Wahoo ELEMNT Bontrager Blendr Low Insert


----------



## PoorInRichfield (Nov 30, 2013)

I don't have a need for these as my Bontrager XXX stem isn't Blendr compatible, but I like the idea! That, and you've priced the parts reasonably... a lot of the 3D printed parts I see are outrageously priced. :thumbsup:


----------



## WheresWaldo (Nov 29, 2005)

Thanks, most of that price goes to Shapeways (the printing service), I only get a small portion, plus they print and ship worldwide. I have a bunch of other stuff too on the page I have on Shapeways site. I also do small custom parts, as long as they can be 3D printed.


----------



## WheresWaldo (Nov 29, 2005)

With the permission of the purchaser here are a couple of images of the mount in-use:


----------



## WheresWaldo (Nov 29, 2005)

I just updated these models to include a smaller one for the Wahoo BOLT, so the choices are High and low Blendr mounts in either Small for the BOLT or Large for the ELEMNT.


----------



## WheresWaldo (Nov 29, 2005)

Got another thing for Trek Madone owners. Had a request from someone who switched to SRAM eTAP and needed a blank cover for the access hole, so he sent me the original cover with the rather large hex hole in it and I modeled it without the hole. Also used the built in Shapeways Customizer so you can add a single line of engraved text approximately 22 characters in length, more if they are skinny letters, centered.









Here is a render of the cover blank. Mounts exactly like the original mount and is available in black or white in Acrylic and multiple colors in nylon.









Unfortunately Shapeways built in customizer does not allow you to select a typeface or control the size in any meaningful way. It will center the text along the length and the character height is approximately 6 mm


----------



## multirider (Nov 5, 2007)

Any chance you're working on or willing to work on one for the ELMENT on a Specialized Venge VIAS? The Venge comes with a Garmin mount that bolts onto the stem, but the ELEMNT ends up rotated 90 degrees due to the orientation of the tabs.
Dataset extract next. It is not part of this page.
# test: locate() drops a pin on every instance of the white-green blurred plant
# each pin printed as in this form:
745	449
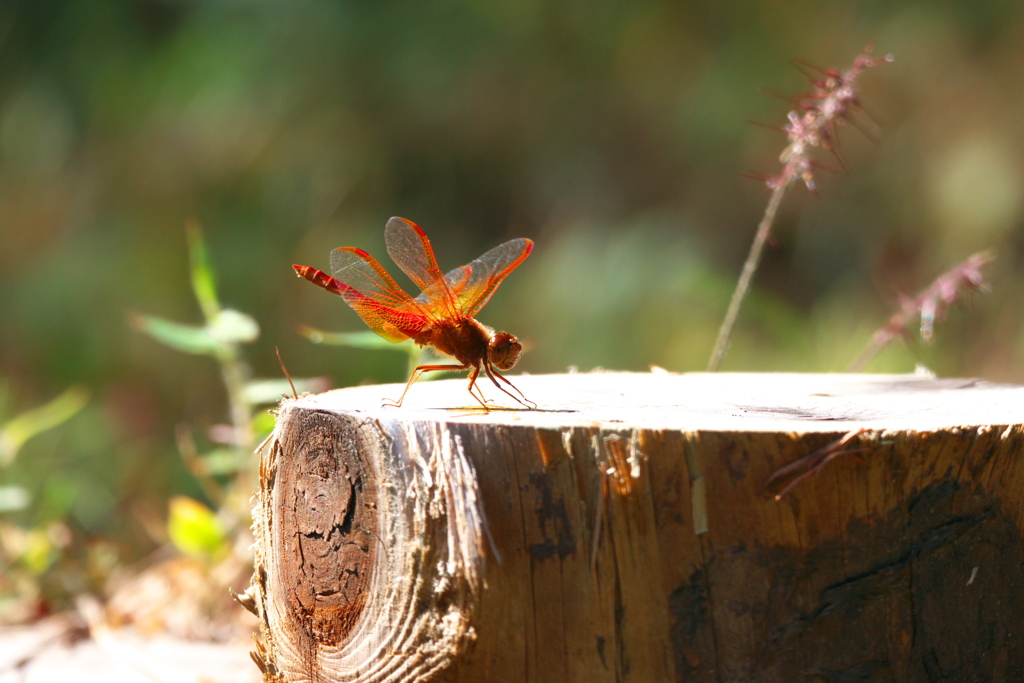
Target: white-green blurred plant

And the tabs don't quite fit right. I really like the slider design of the Specialized mount so the cyclocomputer can be snugged up against the step for aero and aesthetics. But it doesn't fit my ELMENT. Seems like a great idea for 3D printing! I have access to a 3D printer if you could send design the part. Or I'd be interested in buying the mount from you. And hopefully other Venge owners would be as well. Though you'd probably need to start a new thread with "Venge" in the title to get their attention.


----------



## WheresWaldo (Nov 29, 2005)

@multirider Would love to work on this, sent you a PM


----------



## gaff (Jun 9, 2014)

really love this stuff.


----------